Using medical records and genetic data from 5,432 endometriosis cases and 92,344 controls from the UK Biobank we identified a significant association between an endometriosis diagnosis and 292 other diagnostic codes, spanning gynaecological, immune, pain, psychiatric, gastrointestinal and urinary systems. Similarly, we found a relationship between a genetic liability of endometriosis and a subset of these conditions, with the importance of female-specific pathways underscored by the absence of replication in males carrying endometriosis risk variants. Most comorbidities could be attributed to shared genetics, with one novel causal effect of testosterone levels discovered. We observed a striking increase in the number of comorbidities reported for individuals with endometriosis compared to those without highlighting a heightened disease burden in these individuals that likely contributes to the variability in symptoms and treatment outcomes.
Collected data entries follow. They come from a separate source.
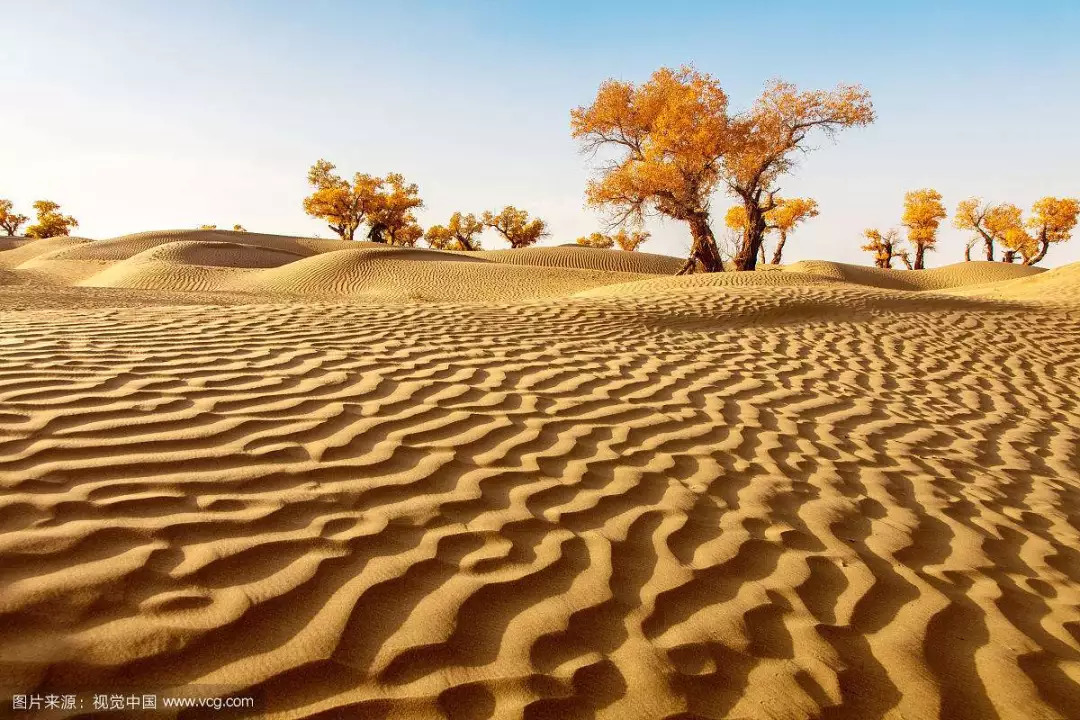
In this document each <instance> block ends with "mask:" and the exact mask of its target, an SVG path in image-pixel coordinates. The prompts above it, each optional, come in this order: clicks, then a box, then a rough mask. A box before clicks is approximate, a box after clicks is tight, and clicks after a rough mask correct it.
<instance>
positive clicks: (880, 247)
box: [862, 228, 912, 270]
mask: <svg viewBox="0 0 1080 720" xmlns="http://www.w3.org/2000/svg"><path fill="white" fill-rule="evenodd" d="M863 236H864V237H866V241H867V242H866V244H865V245H863V246H862V249H864V250H869V252H870V253H873V254H874V264H875V266H877V267H878V268H882V269H886V270H888V269H889V268H891V267H892V259H893V258H900V259H901V261H903V263H904V267H905V268H907V269H908V270H910V269H912V258H910V255H908V252H907V250H906V249H902V248H901V245H902V243H903V241H902V240H901V237H900V231H899V230H896V229H895V228H892V229H890V230H886V231H885V232H881V231H880V230H878V229H877V228H867V229H866V230H864V231H863Z"/></svg>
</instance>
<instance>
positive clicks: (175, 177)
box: [0, 0, 1080, 266]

Endometriosis is comorbid, and shares a genetic architecture, with conditions across diverse biological systems. Despite limited evidence of individual traits causing endometriosis, there are overlapping biological pathways and the cumulative burden of conditions influence endometriosis risk. These findings offer valuable insights into endometriosis aetiology and hold clinical implications for endometriosis diagnosis and management decisions.